The UN University Institute for Water, Environment and Health's latest report claims that water systems in many regions are already in a post-crisis state of failure, depleted by decades of over-extraction, pollution, land degradation and deforestation — pressures now intensified by climate change. Rivers no longer reach the sea, aquifers are pumped until land subsides, salt intrudes into freshwater, and cities repeatedly flirt with "day zero".

Pakistan's vulnerability to these factors is acute. Per capita water availability has plunged from abundance at independence to near-scarcity today. Groundwater is being mined at unsustainable rates, particularly in Punjab and Sindh, where water-intensive cropping patterns and unchecked tube-well extraction have driven chronic declines in water tables. Urbanisation has compounded the problem, sealing recharge zones under concrete while demand soars.

Meanwhile, pollution from untreated sewage and industrial effluents has rendered large fractions of surface and groundwater unsafe for use, shrinking our already limited supply.

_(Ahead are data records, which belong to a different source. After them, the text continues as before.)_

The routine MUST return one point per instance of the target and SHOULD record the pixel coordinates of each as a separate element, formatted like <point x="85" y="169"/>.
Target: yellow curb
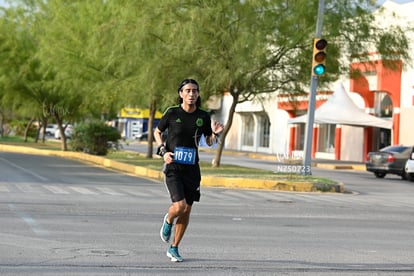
<point x="210" y="181"/>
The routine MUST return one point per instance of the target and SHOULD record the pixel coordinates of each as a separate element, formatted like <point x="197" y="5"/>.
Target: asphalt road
<point x="61" y="217"/>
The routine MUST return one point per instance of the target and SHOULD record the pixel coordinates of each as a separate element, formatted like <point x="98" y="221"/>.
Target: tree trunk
<point x="219" y="151"/>
<point x="61" y="129"/>
<point x="26" y="131"/>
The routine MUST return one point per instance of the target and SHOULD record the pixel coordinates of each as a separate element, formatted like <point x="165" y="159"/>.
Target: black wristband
<point x="161" y="150"/>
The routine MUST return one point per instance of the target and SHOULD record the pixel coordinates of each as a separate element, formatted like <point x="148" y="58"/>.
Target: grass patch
<point x="19" y="141"/>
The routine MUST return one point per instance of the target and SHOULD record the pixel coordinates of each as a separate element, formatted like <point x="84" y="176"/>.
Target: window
<point x="326" y="141"/>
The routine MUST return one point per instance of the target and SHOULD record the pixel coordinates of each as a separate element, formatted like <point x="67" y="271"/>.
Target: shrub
<point x="94" y="137"/>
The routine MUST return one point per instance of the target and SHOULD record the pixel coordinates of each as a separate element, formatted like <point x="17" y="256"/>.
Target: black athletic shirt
<point x="185" y="129"/>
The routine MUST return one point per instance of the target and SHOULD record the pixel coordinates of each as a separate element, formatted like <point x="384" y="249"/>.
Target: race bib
<point x="184" y="155"/>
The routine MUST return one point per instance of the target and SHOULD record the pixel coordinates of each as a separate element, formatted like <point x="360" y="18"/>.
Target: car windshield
<point x="395" y="149"/>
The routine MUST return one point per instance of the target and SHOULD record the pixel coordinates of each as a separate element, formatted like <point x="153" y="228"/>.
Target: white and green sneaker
<point x="173" y="254"/>
<point x="165" y="232"/>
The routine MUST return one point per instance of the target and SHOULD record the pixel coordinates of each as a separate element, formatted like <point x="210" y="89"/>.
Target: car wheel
<point x="379" y="175"/>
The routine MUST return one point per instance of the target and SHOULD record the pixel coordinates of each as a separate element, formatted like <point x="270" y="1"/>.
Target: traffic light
<point x="319" y="56"/>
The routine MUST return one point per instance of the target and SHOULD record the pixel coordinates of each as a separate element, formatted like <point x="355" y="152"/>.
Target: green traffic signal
<point x="319" y="56"/>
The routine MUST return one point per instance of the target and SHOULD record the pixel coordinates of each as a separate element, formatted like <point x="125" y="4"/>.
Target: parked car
<point x="68" y="132"/>
<point x="409" y="167"/>
<point x="389" y="160"/>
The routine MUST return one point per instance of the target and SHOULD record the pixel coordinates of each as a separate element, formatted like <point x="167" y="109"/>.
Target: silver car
<point x="409" y="167"/>
<point x="389" y="160"/>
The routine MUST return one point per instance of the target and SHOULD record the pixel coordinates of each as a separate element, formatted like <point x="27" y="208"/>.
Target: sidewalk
<point x="319" y="163"/>
<point x="211" y="181"/>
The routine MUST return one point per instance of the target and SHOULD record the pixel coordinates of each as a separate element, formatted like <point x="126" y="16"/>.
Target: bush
<point x="94" y="137"/>
<point x="20" y="126"/>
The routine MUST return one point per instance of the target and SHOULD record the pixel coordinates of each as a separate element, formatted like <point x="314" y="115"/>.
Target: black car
<point x="389" y="160"/>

The Indus Basin, the backbone of Pakistan's food security, is increasingly over-promised and under-protected.

What is required now is the "honest, science-based adaptation", urges the UN. This means rethinking crop choices and modernising irrigation to start with. Then, enforcing groundwater regulation and treating wastewater as a resource rather than refuse becomes essential components of combating this crisis. Water bankruptcy is not a metaphor Pakistan can afford to ignore.